Web-Based Business Processes
The Web has become the major component in the digital library.
An organization's Web site is the major vehicle for distributing
its digital content. Web exhibits, image content databases, marketing
communications, learning tools, electronic commerce, associated authentication
requirements, and interactive services may all be present on the
Web site and must be integrated into the business plan. Electronic
communications such as listserv alerts can serve as the principal
means by which an organization notifies markets of its offerings.
Both the listserv and the Web site should be used to build community.
In the business template that follows, these Web-based business practices
are considered both in the communication plan and in the distribution
template. As institutional Web sites become more sophisticated and
more important to visitors, their strategic importance will increase.
For example, it would be possible in the future for a museum or library
to use its Web site as a way to
- create digital exhibition catalogs that reach new audiences and
attract different visitor markets
- distribute exhibitions online after the physical exhibition closes
- create digital collections that are presented as galleries would
be organized in a physical buildingby artist, topic, or genre
- create and present searchable digital image databases
Branding and Credibility
Branding is a term used in the consumer product environment
that has been adopted by electronic products and services. Libraries
and museums present their digital offerings in a way that also presents
the organizational identity; in this way, the digital resource user
associates the resource with the organization providing it. Cultural
heritage organizations enjoy a level of credibility seldom attained
by for-profit enterprises. In addition, the public tends to be aware
of the existence of libraries and museums, so they should not have
to build brand awareness from the ground up. However, cultural heritage
organizations do have to build awareness that they are operating
with some sophistication in the digital world. This is particularly
important for the museum community.
In 2002, Kravchyna and Hastings published results of a survey of
museum goers. They found that "most people (57%) visit museum Web
sites before and after they physically visit the museum. Further
research will be needed to understand exactly what information teachers
(48% [of Web visitors]), students (53%), visitors (60%), and museum
staff (57%) need before they go to a specific museum, as well as
why they visit museum Web sites after they physically visit the museum.

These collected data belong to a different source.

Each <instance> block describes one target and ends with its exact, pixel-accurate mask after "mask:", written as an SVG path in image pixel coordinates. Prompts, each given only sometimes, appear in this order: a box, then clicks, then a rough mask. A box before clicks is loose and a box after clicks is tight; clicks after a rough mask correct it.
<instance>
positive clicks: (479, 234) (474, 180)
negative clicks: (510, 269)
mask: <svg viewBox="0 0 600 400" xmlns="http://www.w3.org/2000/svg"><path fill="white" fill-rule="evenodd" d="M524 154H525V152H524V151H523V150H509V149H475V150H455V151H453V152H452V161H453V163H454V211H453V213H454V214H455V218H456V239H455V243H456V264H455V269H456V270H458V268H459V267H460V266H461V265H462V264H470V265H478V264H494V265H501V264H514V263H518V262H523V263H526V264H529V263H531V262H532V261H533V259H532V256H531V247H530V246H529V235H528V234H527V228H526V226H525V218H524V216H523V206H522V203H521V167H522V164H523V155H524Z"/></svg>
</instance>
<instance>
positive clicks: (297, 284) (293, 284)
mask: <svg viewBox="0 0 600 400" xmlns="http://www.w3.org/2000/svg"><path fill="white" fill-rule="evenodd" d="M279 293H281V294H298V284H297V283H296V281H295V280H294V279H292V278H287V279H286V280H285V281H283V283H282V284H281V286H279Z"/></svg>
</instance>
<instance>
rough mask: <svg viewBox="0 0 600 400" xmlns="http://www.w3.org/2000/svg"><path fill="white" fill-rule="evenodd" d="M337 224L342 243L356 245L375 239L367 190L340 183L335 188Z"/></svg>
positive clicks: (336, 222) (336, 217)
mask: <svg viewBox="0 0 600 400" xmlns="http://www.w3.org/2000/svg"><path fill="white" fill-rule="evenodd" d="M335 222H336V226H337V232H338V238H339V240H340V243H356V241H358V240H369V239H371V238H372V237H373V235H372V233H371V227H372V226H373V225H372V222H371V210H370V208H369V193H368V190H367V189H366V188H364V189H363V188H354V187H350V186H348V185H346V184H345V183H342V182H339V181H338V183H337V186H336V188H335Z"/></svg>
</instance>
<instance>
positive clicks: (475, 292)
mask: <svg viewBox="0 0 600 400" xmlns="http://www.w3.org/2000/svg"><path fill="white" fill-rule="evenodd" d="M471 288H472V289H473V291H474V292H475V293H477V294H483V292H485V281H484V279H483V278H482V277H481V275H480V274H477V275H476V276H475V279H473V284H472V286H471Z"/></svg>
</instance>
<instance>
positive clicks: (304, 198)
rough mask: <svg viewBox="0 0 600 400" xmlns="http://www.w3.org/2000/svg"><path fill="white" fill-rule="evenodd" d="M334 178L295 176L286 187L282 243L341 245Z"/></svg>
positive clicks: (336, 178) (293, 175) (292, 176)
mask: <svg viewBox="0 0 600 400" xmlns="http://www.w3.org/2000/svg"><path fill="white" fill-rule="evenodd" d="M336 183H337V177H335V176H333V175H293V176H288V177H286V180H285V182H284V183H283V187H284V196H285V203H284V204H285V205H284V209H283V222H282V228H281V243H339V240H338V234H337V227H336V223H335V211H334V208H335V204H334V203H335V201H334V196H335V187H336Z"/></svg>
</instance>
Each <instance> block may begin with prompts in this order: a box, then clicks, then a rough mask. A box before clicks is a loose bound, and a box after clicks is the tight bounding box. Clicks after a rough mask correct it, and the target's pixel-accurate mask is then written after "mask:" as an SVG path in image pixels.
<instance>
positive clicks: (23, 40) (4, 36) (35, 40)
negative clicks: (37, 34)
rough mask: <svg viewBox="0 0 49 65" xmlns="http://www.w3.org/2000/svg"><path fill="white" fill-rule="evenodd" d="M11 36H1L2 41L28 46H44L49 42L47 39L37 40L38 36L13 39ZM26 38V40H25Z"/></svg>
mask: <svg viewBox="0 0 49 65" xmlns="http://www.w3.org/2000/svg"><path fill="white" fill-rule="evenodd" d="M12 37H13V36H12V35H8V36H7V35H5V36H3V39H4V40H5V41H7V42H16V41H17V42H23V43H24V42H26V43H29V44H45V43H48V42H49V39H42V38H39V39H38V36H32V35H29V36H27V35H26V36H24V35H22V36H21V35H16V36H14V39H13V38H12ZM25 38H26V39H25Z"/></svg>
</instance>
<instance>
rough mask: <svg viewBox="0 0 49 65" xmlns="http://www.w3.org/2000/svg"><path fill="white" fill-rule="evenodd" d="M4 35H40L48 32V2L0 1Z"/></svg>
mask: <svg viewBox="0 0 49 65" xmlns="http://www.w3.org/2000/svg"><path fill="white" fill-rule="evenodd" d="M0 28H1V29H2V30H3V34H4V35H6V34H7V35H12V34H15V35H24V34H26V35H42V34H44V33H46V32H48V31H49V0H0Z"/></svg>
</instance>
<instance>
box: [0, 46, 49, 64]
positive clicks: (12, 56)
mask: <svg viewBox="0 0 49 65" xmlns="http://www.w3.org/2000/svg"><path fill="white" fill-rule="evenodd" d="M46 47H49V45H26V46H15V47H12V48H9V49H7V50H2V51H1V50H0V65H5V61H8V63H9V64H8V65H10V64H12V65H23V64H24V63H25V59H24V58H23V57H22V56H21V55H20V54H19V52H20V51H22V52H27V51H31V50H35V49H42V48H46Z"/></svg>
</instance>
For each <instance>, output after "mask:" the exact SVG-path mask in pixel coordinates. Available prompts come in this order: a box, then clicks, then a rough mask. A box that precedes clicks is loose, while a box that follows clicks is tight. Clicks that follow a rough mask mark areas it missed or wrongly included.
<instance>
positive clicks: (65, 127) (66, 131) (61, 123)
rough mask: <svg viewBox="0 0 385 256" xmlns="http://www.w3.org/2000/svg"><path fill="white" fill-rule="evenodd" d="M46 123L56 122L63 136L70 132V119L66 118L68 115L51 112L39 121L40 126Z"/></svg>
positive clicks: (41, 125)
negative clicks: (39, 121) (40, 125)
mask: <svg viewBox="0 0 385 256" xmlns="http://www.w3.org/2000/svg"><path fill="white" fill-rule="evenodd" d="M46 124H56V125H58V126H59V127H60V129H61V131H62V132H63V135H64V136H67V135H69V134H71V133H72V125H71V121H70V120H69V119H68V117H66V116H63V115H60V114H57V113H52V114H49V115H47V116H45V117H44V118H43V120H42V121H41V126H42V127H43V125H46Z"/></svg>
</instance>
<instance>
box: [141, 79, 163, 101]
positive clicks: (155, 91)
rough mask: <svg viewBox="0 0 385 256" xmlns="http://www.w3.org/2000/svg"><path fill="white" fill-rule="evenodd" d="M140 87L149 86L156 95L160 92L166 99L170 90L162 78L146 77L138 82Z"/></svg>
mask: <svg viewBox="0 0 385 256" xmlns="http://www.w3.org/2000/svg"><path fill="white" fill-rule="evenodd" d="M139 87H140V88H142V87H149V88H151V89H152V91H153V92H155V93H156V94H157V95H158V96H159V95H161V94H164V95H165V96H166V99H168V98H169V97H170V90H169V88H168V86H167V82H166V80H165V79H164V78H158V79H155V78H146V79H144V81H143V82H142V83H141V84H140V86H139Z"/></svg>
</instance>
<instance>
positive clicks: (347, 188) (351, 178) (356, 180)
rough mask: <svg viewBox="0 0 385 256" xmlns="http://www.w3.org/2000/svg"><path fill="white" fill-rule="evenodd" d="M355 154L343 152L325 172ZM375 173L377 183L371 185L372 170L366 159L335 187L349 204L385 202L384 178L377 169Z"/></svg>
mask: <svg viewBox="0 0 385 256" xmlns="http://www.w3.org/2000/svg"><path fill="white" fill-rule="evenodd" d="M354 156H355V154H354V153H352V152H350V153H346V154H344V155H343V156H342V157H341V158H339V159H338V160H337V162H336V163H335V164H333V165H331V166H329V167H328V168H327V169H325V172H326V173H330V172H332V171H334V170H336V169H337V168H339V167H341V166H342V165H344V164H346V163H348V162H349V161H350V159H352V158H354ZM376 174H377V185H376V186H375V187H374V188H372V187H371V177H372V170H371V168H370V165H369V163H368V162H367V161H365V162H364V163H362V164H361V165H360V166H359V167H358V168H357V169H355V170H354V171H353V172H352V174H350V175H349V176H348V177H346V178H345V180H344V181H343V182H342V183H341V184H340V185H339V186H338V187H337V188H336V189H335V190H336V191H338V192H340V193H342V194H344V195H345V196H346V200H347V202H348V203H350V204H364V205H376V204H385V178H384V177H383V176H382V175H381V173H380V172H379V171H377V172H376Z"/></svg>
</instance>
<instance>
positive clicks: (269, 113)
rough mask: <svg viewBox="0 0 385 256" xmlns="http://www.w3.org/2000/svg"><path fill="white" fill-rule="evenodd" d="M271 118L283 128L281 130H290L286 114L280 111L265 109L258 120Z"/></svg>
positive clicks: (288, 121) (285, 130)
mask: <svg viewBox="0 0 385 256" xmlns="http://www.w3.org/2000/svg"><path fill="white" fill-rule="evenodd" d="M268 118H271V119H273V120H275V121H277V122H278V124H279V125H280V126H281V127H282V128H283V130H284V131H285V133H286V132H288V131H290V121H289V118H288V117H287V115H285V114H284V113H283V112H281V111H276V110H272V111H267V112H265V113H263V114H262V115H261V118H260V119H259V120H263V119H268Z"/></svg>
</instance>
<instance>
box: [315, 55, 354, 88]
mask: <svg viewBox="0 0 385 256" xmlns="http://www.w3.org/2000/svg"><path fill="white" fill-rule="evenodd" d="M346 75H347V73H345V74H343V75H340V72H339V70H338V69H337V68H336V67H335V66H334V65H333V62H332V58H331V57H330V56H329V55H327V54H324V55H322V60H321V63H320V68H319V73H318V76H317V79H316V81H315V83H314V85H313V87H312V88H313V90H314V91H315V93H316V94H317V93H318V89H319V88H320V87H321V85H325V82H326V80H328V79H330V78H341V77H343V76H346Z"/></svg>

Scholars (58%) and teachers (48%) present the highest percentage
of virtual visits, even if they do not physically go to the museum.
It may be explained that these two audiences visit museum Web sites
for research purposes" (Kravchyna and Hastings 2002). The challenge
is to consolidate, sharpen, and extend brand awareness. Cultural
heritage organizations can augment brand awareness by publicizing
the availability of services. They can rely on the natural professional
communities aligned with a library or museum to extend awareness.
They can also build on the widespread understanding that libraries
and museums have a strong responsibility for stewardship (long-term
care and preservation) of their collections. This high level of credibility
gives them an important strategic and competitive advantage.
Cultural heritage institutions are entrusted with collections for
which professional or scholarly communities, as well as foundations
and the public, are stakeholders. This stewardship role is critical
in allowing museums and libraries to differentiate themselves from
the many Web sites, both commercial and noncommercial, that offer
digital content. Stewardship is an essential marketing concept not
only for developing a business plan but also for expanding and managing
a collection for online access and digital preservation. Stewardship
is a role that is much appreciated by the public, including students.
In a series of focus group interviews conducted in 2001 as part of
the CDP's evaluation program, students and other user groups were
asked about the benefits of access to digital versions of museum
content. Focus group participants noted preservation of the original
objects as a primary benefit (Fry, Lance, Cox and Moe 2001).